Distributed SQL is appealing because it offers relational access on top of replicated infrastructure. The mistake is expecting it to behave like ordinary single-node Postgres with extra availability added on top.
It still inherits consensus physics.
The Mental Model That Helps
CockroachDB is easier to reason about when you start from Raft and quorum, not from SQL syntax. A write usually has to reach a replica majority before it is durable. If replicas are geographically far apart, write latency reflects that distance.
A simplified picture is:
- one leaseholder receives the write
- followers replicate the log entry
- quorum acknowledges
- the write commits
That is why topology matters so much. The database is not being "slow for no reason." It is doing coordination work.
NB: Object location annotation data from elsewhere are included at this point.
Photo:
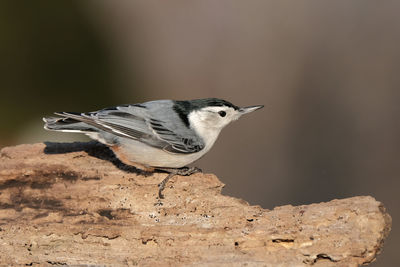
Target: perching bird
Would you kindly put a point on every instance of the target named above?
(163, 134)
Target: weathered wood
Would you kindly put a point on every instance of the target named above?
(76, 204)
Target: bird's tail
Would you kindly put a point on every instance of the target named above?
(67, 124)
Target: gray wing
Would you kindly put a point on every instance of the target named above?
(148, 123)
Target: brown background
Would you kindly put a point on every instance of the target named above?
(327, 73)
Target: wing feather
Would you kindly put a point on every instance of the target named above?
(134, 122)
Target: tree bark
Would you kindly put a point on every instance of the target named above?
(66, 204)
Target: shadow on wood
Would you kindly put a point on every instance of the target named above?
(76, 204)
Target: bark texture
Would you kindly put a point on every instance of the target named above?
(76, 204)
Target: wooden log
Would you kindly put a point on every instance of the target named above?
(69, 204)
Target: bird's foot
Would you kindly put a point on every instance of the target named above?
(185, 171)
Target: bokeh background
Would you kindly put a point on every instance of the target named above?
(326, 71)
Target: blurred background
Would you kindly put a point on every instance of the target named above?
(326, 71)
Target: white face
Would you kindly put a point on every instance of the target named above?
(213, 117)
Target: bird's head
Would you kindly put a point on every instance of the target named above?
(212, 113)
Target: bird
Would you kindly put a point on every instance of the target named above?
(160, 134)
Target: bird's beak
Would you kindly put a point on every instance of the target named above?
(246, 110)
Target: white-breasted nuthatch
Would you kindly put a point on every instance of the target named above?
(160, 134)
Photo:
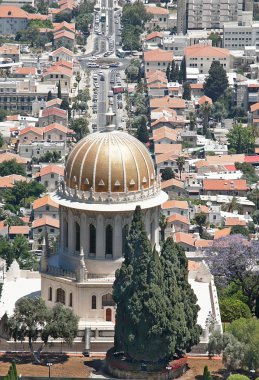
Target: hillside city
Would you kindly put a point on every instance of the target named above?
(129, 189)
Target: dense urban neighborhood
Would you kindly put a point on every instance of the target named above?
(129, 189)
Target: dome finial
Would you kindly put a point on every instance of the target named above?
(109, 118)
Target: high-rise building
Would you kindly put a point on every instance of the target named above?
(209, 14)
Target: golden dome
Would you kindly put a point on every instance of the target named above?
(109, 162)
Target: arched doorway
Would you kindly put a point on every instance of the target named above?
(108, 315)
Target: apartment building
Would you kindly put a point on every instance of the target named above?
(237, 36)
(209, 14)
(201, 57)
(18, 94)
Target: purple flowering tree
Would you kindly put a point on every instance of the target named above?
(236, 259)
Why This Shows Up in Production
Once you understand the consensus path, several behaviors become less surprising:
- cross-region writes cost more latency
- hotspot ranges can overload a leaseholder
- node failure recovery is about quorum, not just process restart
- read and write locality decisions affect user experience
Distributed SQL buys strong consistency and operational resilience, but it does not repeal the speed-of-light problem.
Better Rule
Use CockroachDB when the availability and distribution model justify the consensus cost. If the workload is mostly single-region and latency-sensitive, a well-operated Postgres deployment may still be the better engineering choice.